The anniversary of that fateful meeting has a special resonance at a time when survivors of the Holocaust are dwindling and antisemitism and the ideology of white supremacy are resurgent in Europe and the United States, along with attacks targeting Jewish people and ethnic minorities
The former concentration camp of Auschwitz, now the Auschwitz-Birkenau State Museum, on the outskirts of Oświęcim in Poland on April 10, 2015. By the time the Wannsee Conference convened, the genocide was already underway.

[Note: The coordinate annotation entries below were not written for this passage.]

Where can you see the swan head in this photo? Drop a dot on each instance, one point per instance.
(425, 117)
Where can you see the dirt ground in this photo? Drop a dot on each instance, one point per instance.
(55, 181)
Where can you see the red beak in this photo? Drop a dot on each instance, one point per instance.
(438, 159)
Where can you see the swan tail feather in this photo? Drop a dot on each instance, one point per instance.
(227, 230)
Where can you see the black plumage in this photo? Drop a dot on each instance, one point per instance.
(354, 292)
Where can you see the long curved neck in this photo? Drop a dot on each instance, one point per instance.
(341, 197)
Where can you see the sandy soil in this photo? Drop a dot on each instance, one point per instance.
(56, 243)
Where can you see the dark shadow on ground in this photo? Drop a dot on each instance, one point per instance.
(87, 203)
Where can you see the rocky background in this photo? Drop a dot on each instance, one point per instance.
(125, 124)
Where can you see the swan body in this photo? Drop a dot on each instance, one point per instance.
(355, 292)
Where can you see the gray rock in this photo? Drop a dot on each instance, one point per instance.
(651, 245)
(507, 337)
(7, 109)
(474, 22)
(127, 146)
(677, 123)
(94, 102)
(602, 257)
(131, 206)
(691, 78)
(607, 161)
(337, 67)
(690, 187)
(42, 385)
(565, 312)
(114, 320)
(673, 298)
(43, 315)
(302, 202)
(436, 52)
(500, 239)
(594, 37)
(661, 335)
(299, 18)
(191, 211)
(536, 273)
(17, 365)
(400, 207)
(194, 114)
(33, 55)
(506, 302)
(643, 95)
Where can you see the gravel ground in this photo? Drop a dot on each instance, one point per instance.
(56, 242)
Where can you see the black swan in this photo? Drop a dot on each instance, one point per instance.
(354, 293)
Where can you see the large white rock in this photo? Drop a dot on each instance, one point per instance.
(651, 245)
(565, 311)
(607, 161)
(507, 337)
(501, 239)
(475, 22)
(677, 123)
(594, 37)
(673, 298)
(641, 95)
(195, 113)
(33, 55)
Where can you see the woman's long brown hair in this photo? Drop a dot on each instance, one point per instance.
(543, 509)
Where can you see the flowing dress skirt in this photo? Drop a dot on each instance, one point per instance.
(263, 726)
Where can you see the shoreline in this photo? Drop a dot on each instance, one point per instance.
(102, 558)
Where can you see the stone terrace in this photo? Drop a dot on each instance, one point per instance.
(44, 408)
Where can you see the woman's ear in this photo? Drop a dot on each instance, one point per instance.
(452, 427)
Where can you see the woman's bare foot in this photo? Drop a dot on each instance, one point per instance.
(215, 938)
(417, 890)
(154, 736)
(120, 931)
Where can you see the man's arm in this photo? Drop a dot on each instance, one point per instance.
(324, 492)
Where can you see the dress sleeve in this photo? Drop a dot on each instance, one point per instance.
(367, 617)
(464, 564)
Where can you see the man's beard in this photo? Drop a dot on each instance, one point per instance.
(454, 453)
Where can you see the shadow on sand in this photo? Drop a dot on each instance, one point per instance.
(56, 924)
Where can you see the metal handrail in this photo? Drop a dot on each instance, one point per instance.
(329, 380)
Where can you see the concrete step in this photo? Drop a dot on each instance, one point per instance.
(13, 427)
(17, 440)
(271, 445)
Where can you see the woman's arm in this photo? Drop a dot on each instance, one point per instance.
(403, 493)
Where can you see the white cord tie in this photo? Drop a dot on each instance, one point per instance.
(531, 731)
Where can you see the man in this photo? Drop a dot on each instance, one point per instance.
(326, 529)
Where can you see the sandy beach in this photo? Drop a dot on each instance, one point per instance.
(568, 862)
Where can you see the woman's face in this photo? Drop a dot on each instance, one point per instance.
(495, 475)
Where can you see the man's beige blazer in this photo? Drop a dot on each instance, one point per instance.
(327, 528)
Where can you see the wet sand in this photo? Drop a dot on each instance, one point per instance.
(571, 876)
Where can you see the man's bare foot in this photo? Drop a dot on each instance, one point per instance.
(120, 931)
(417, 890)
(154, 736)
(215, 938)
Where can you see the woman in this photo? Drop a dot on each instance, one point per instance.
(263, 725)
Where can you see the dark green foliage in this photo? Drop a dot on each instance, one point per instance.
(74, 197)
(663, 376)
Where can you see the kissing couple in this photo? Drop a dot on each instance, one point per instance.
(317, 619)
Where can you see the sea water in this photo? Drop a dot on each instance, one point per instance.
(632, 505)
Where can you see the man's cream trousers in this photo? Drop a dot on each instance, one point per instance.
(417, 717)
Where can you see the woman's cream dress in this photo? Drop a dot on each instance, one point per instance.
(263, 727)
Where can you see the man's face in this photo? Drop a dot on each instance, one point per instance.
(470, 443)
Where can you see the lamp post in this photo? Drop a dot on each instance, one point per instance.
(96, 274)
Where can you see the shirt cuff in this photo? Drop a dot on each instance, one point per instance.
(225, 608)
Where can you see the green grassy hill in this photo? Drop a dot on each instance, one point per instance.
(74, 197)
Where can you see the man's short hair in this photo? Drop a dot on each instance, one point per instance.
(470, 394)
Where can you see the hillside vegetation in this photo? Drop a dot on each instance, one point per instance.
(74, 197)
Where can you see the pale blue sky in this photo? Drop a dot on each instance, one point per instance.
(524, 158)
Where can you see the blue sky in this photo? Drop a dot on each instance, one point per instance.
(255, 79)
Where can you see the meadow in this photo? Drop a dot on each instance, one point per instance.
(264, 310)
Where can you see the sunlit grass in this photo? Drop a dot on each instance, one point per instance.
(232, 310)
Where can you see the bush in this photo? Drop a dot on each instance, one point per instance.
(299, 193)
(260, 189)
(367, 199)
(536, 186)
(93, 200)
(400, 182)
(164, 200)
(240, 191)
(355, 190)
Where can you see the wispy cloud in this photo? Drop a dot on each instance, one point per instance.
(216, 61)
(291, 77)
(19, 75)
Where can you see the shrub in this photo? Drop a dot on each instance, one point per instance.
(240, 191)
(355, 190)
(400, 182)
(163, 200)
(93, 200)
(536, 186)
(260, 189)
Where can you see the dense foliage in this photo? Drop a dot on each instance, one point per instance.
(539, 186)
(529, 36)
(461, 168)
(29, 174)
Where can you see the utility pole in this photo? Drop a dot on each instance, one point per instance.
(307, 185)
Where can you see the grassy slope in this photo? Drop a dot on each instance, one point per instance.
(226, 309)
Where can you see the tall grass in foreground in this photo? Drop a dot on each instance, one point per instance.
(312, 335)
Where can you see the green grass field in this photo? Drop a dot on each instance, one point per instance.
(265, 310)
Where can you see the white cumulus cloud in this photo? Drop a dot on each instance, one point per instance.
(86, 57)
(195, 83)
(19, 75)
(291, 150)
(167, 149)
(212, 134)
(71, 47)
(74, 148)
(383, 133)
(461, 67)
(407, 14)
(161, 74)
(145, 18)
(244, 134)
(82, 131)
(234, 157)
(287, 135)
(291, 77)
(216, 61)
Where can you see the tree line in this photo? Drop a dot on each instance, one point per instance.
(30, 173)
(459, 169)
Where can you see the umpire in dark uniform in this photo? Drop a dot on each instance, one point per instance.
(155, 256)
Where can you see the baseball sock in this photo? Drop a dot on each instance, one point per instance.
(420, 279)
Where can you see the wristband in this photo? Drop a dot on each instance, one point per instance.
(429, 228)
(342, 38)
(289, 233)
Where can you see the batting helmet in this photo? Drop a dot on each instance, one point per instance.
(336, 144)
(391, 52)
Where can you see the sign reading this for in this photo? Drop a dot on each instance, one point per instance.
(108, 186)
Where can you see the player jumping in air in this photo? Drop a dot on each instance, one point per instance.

Image: James Hill/The New York Times
BERLIN — On Jan. 20, 1942, 15 high-ranking officials of the Nazi bureaucracy met in a villa on Lake Wannsee on the western edge of Berlin. Nibbles were served and washed down with cognac. There was only one point on the agenda: “the organizational, logistical and material steps for a final solution of the Jewish question in Europe.”
Planning the Holocaust took all of 90 minutes.
Eighty years after the infamous Wannsee Conference that meticulously mapped it out, the bureaucratic efficiency of it remains as unnerving as ever.
The minutes taken that day and typed up on 15 pages do not explicitly refer to murder. They use phrases such as “evacuation” and “reduction” and “treatment” — and divide up the task among different government departments and their “pertinent specialists.”